Equity issuance to employees, officers, directors and consultants SIAF may not issue more than 8 million shares of common stock as contractual entitlements to employees, officers, directors, consultants during the note's tenor
   
Board of Directors Right to nominate one Director
   
Chief Financial Officer Right of consent on any change of Chief Financial Officer
   
Admission to trading Upon request the Company shall use its best efforts to list the convertible note on a recognized stock exchange
Financial Undertakings  
Financial covenants None

 

About Sino Agro Food, Inc.

 

Sino Agro Food, Inc. ( http://www.sinoagrofood.com ) is an agriculture technology and natural food holding company with principal operations in the People's Republic of China. The Company acquires and maintains equity stakes in a cohesive portfolio of companies that SIAF forms according to its core mission to produce, distribute, market and sell natural, sustainable protein food and produce, primarily seafood and cattle, to the rapidly growing middle class in China. SIAF provides financial oversight and strategic direction for each company, and for the interoperation between companies. The Company owns or licenses patents, proprietary methods, and other intellectual properties in its areas of expertise. SIAF provides consulting and services to joint venture partners to construct and operate food businesses, primarily producing wholesale fish and cattle. Further joint ventures market and distribute the wholesale products as part of an overall "farm to table" concept and business strategy.

 

About Euro China Capital AB

 

Euro China Capital ( http://www.eurochinacap.com/en/ ) is an investment boutique firm which funds and advises medium sized companies, mainly European companies with a connection to China or Chinese companies with a connection to Europe. Funding can come directly from Euro China Capital or through Euro China Capital's extensive network of investors.

 

The partners of Euro China Capital have extensive experience of business and finance including positions with leading private equity firms, long experience of heading the Swedish Trade Council in China, top-ranked equity analyst in the Nordic countries over many years, as well as board positions in domestic and non-domestic listed companies.

 

Euro China Capital strives to be an active partner where it can help companies with strategy, in particular related to funding. Through vast experience and network in the financial industry Euro China Capital is proud to say that it is confident about its abilities to unlock shareholder value. 

 
 

 

Forward Looking Statements

 

This release may contain forward-looking statements relating to the business of SIAF and its subsidiary companies.

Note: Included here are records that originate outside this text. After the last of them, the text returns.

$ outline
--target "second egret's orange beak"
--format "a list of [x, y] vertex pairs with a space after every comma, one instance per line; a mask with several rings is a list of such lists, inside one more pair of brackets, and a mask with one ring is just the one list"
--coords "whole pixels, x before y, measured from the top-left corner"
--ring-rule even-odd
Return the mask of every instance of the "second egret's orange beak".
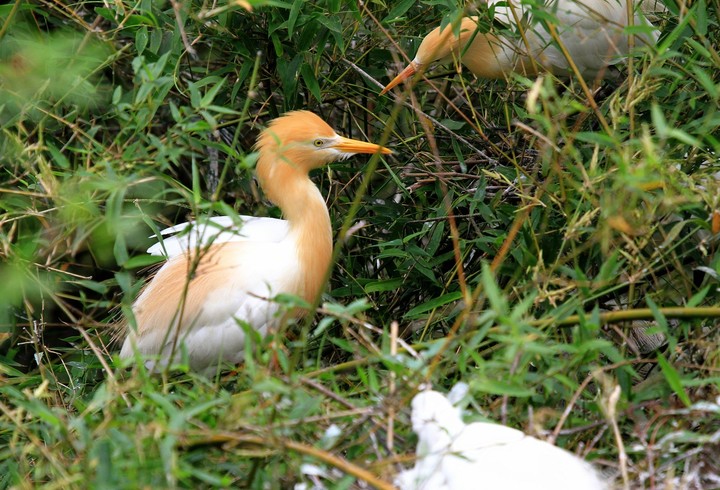
[[398, 76], [392, 79], [390, 83], [388, 83], [384, 89], [382, 89], [382, 92], [380, 92], [380, 95], [384, 95], [388, 93], [390, 90], [392, 90], [394, 87], [400, 85], [400, 83], [404, 82], [408, 78], [412, 77], [415, 73], [417, 73], [417, 64], [414, 61], [411, 61], [408, 66], [405, 67], [403, 71], [401, 71]]
[[358, 141], [350, 138], [340, 138], [340, 140], [332, 145], [338, 151], [343, 153], [382, 153], [383, 155], [389, 155], [392, 150], [385, 148], [384, 146], [376, 145], [375, 143], [368, 143], [366, 141]]

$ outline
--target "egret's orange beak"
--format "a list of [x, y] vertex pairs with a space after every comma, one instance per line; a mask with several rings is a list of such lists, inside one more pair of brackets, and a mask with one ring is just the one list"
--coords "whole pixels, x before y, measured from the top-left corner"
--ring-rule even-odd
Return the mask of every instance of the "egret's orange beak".
[[400, 83], [404, 82], [408, 78], [412, 77], [417, 72], [417, 65], [414, 61], [411, 61], [408, 66], [405, 67], [403, 71], [401, 71], [398, 76], [392, 79], [390, 83], [388, 83], [384, 89], [382, 89], [382, 92], [380, 92], [380, 95], [385, 95], [390, 90], [392, 90], [394, 87], [400, 85]]
[[392, 150], [389, 150], [384, 146], [342, 137], [337, 143], [332, 145], [332, 147], [344, 153], [382, 153], [383, 155], [389, 155], [392, 153]]

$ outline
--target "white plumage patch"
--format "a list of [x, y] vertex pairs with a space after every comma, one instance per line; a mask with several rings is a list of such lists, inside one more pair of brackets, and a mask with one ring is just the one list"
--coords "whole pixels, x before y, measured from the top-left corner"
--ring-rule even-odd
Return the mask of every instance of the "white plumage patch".
[[282, 219], [213, 216], [161, 230], [158, 242], [150, 247], [147, 253], [171, 258], [188, 250], [226, 242], [277, 243], [287, 236], [289, 230], [289, 223]]

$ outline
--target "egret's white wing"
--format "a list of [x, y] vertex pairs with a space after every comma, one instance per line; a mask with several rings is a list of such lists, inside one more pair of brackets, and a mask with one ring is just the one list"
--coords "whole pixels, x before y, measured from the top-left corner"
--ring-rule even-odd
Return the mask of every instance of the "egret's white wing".
[[412, 402], [415, 467], [397, 475], [401, 490], [606, 490], [587, 462], [503, 425], [463, 423], [457, 406], [425, 391]]
[[197, 221], [180, 223], [160, 232], [162, 239], [148, 249], [151, 255], [168, 258], [188, 250], [205, 248], [214, 243], [225, 242], [271, 242], [277, 243], [289, 231], [287, 221], [255, 216], [213, 216]]
[[212, 371], [219, 361], [240, 362], [245, 331], [238, 322], [264, 333], [282, 312], [272, 298], [300, 287], [296, 246], [293, 240], [240, 240], [211, 247], [196, 265], [192, 256], [170, 258], [138, 297], [138, 330], [129, 332], [120, 357], [137, 349], [159, 354], [165, 366], [185, 350], [199, 372]]

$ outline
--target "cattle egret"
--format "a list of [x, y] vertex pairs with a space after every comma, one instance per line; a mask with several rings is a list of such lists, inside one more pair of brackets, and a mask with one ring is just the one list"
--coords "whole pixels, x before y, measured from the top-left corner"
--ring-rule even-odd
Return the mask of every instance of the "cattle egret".
[[[532, 18], [530, 6], [506, 0], [489, 0], [488, 6], [494, 9], [495, 19], [510, 26], [518, 36], [482, 33], [478, 30], [477, 17], [461, 20], [459, 36], [455, 35], [452, 24], [444, 29], [438, 27], [425, 36], [415, 58], [381, 94], [436, 61], [446, 63], [459, 59], [480, 78], [505, 78], [511, 73], [530, 76], [540, 71], [570, 75], [569, 57], [583, 77], [595, 78], [605, 72], [608, 65], [620, 62], [630, 53], [630, 35], [624, 32], [630, 24], [624, 0], [551, 0], [545, 5], [548, 15], [554, 16], [552, 25], [568, 57], [543, 22]], [[522, 21], [521, 28], [516, 19]], [[633, 25], [653, 30], [640, 12], [635, 13]], [[657, 31], [653, 31], [650, 36], [635, 35], [634, 44], [654, 44], [656, 40]]]
[[[451, 392], [467, 390], [460, 384]], [[486, 422], [465, 424], [437, 391], [412, 401], [418, 435], [415, 467], [397, 475], [401, 490], [600, 490], [609, 486], [587, 462], [523, 432]]]
[[[191, 369], [210, 374], [244, 355], [241, 323], [264, 333], [283, 320], [272, 298], [309, 303], [322, 292], [332, 257], [330, 215], [308, 173], [381, 146], [339, 136], [311, 112], [273, 120], [258, 138], [256, 173], [265, 195], [286, 220], [217, 217], [178, 225], [148, 250], [168, 256], [133, 305], [121, 358], [135, 351], [167, 366], [187, 354]], [[294, 314], [294, 313], [289, 313]]]

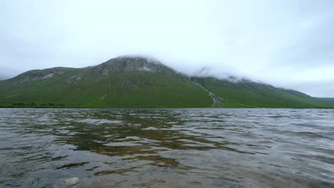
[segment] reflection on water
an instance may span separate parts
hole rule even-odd
[[[0,187],[333,187],[334,111],[0,109]]]

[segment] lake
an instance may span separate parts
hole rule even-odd
[[[334,187],[334,110],[0,109],[0,187]]]

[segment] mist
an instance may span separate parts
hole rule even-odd
[[[334,97],[333,1],[1,1],[0,80],[124,55]]]

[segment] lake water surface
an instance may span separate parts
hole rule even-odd
[[[0,187],[334,187],[334,110],[0,109]]]

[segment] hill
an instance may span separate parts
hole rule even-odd
[[[189,78],[158,61],[125,56],[83,68],[33,70],[1,80],[0,106],[332,108],[334,102],[250,80]]]
[[[206,91],[186,76],[140,57],[84,68],[34,70],[0,81],[2,106],[204,108],[211,103]]]
[[[225,108],[333,108],[334,103],[305,93],[248,80],[192,78],[208,90],[223,99]]]

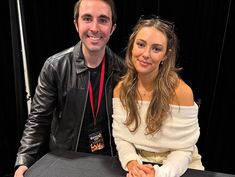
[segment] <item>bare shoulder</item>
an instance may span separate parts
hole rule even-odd
[[[116,87],[113,90],[113,97],[114,98],[119,98],[120,89],[121,89],[121,81],[118,82],[118,84],[116,85]]]
[[[179,80],[175,93],[176,98],[173,100],[173,104],[181,106],[192,106],[194,104],[193,91],[183,80]]]

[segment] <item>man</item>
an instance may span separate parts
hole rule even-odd
[[[81,41],[45,62],[25,125],[15,177],[49,150],[115,154],[112,92],[123,61],[107,46],[116,28],[112,0],[79,0],[74,24]]]

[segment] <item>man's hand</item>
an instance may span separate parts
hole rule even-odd
[[[28,167],[25,165],[21,165],[15,171],[14,177],[24,177],[24,173],[28,170]]]

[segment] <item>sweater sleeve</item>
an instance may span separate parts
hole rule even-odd
[[[120,110],[120,104],[113,102],[113,136],[118,151],[119,160],[122,168],[128,171],[126,165],[131,160],[137,160],[142,164],[142,161],[136,153],[136,148],[131,141],[128,141],[128,137],[125,134],[126,126],[122,121],[125,119],[125,111]]]

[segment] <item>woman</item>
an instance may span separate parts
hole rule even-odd
[[[174,25],[140,18],[129,38],[128,71],[114,89],[113,135],[128,177],[181,176],[201,169],[198,106],[175,66]]]

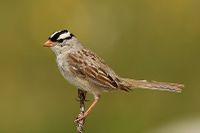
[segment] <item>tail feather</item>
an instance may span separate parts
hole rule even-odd
[[[147,80],[134,80],[134,79],[122,79],[123,86],[128,88],[143,88],[151,90],[162,90],[171,92],[181,92],[184,87],[183,84],[178,83],[166,83],[157,81],[147,81]]]

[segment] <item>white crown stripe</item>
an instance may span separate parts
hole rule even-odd
[[[70,37],[70,32],[67,32],[67,33],[64,33],[64,34],[61,34],[57,40],[61,40],[61,39],[65,39],[67,37]]]
[[[54,32],[54,33],[51,35],[51,38],[52,38],[55,34],[57,34],[58,32],[60,32],[60,31]]]

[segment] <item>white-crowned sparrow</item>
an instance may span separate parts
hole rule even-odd
[[[129,91],[134,88],[181,92],[181,88],[184,87],[177,83],[122,78],[103,59],[84,48],[79,40],[67,30],[54,32],[43,46],[51,47],[56,54],[58,68],[66,80],[77,88],[94,95],[93,103],[78,120],[89,114],[102,92]]]

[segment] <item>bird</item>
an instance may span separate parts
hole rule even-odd
[[[43,46],[51,48],[55,53],[59,71],[69,83],[94,96],[92,104],[76,121],[88,116],[103,92],[118,90],[129,92],[135,88],[142,88],[180,93],[184,87],[179,83],[121,77],[66,29],[53,32]]]

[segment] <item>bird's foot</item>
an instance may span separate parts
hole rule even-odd
[[[79,114],[78,117],[74,120],[75,123],[79,123],[80,121],[83,121],[85,120],[85,117],[86,115],[85,114]]]

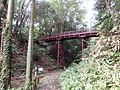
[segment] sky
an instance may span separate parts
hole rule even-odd
[[[28,2],[29,0],[26,1]],[[96,0],[83,0],[82,8],[86,10],[84,22],[88,25],[88,28],[91,28],[95,22],[95,15],[97,14],[97,12],[94,10],[95,1]]]

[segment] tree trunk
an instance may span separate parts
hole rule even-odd
[[[27,67],[26,67],[26,82],[31,84],[32,82],[32,56],[33,56],[33,29],[34,29],[34,9],[35,0],[32,0],[32,12],[30,20],[29,40],[28,40],[28,51],[27,51]]]
[[[2,60],[2,84],[1,90],[7,90],[11,85],[11,55],[12,55],[12,19],[14,11],[14,0],[9,0],[6,26],[3,29],[3,60]]]

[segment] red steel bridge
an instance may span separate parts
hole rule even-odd
[[[41,37],[41,41],[43,42],[55,42],[55,45],[50,49],[50,54],[57,55],[57,65],[64,66],[64,48],[61,42],[63,40],[68,39],[80,39],[81,41],[81,50],[87,47],[88,38],[90,37],[98,37],[98,31],[88,31],[88,30],[76,30],[76,31],[69,31],[64,33],[59,33],[55,35],[48,35]]]

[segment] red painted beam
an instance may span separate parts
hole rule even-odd
[[[58,41],[58,40],[65,40],[65,39],[74,39],[74,38],[83,38],[83,37],[97,37],[98,31],[76,31],[70,33],[60,33],[53,36],[45,36],[41,37],[42,41],[50,42],[50,41]]]

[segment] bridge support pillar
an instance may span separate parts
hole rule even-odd
[[[64,48],[60,41],[57,41],[57,65],[59,67],[65,66],[64,61]]]

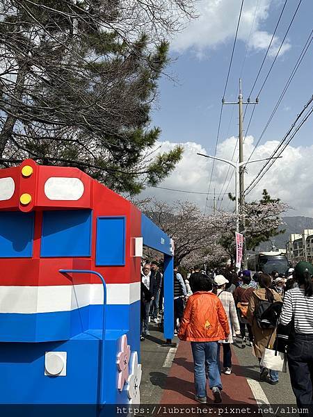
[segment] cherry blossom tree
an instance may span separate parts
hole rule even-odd
[[[273,199],[263,192],[259,201],[246,204],[239,217],[245,218],[245,236],[247,249],[255,249],[259,243],[282,231],[282,214],[288,205]],[[143,209],[143,207],[141,207]],[[236,215],[219,211],[204,215],[194,203],[177,201],[172,205],[154,199],[144,209],[163,231],[175,241],[175,259],[177,263],[191,267],[198,263],[218,266],[235,256]]]

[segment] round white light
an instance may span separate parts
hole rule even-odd
[[[0,178],[0,201],[10,199],[14,194],[15,184],[10,177]]]
[[[58,375],[64,368],[64,359],[56,352],[49,352],[46,354],[45,368],[51,375]]]
[[[45,183],[45,194],[51,200],[78,200],[83,190],[83,183],[79,178],[51,177]]]

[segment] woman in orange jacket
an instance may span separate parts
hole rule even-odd
[[[188,299],[178,337],[191,342],[195,400],[207,402],[207,368],[214,402],[221,402],[223,387],[217,362],[218,341],[227,339],[227,316],[219,298],[209,292],[212,289],[212,282],[208,277],[197,273],[193,282],[194,292]]]

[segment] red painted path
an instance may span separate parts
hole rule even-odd
[[[223,352],[223,350],[221,350]],[[232,373],[222,374],[223,404],[256,404],[251,389],[243,375],[243,368],[232,350]],[[213,403],[209,389],[208,403]],[[194,400],[193,361],[189,342],[179,342],[170,373],[166,378],[161,404],[199,404]]]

All statements other than historical facts are forward-looking statements, which can be identified by the use of forward-looking terminology such as "believes," "expects" or similar expressions. These statements involve risks and uncertainties that may cause actual results to differ materially from those anticipated, believed, estimated or expected. These risks and uncertainties are described in detail in our filings with the Securities and Exchange Commission. Forward-looking statements are based on SIAF's current expectations and beliefs concerning future developments and their potential effects on SIAF. There is no assurance that future developments affecting SIAF will be those anticipated by SIAF. SIAF undertakes no obligation to publicly update or revise any forward-looking statements, whether as a result of new information, future events or otherwise, except as required under applicable securities laws.

 

Not a Broker/Dealer or Financial Advisor

 

Sino Agro Food, Inc. is not a Registered Broker/Dealer or a Financial Advisor, nor does it hold itself out to be a Registered Broker/Dealer or Financial Advisor. All material presented in this press release, on the Company's website or other media is not to be regarded as investment advice and is only for informative purposes. Readers should verify all claims and conduct their own due diligence before investing in Sino Agro Food, Inc.

 

Investing in small-cap, micro cap and penny stock securities is speculative and carries a high degree of risk.

 

No Offer of Securities

 

None of the information featured in this press release constitutes an offer or solicitation to purchase or to sell any securities of Sino Agro Food, Inc.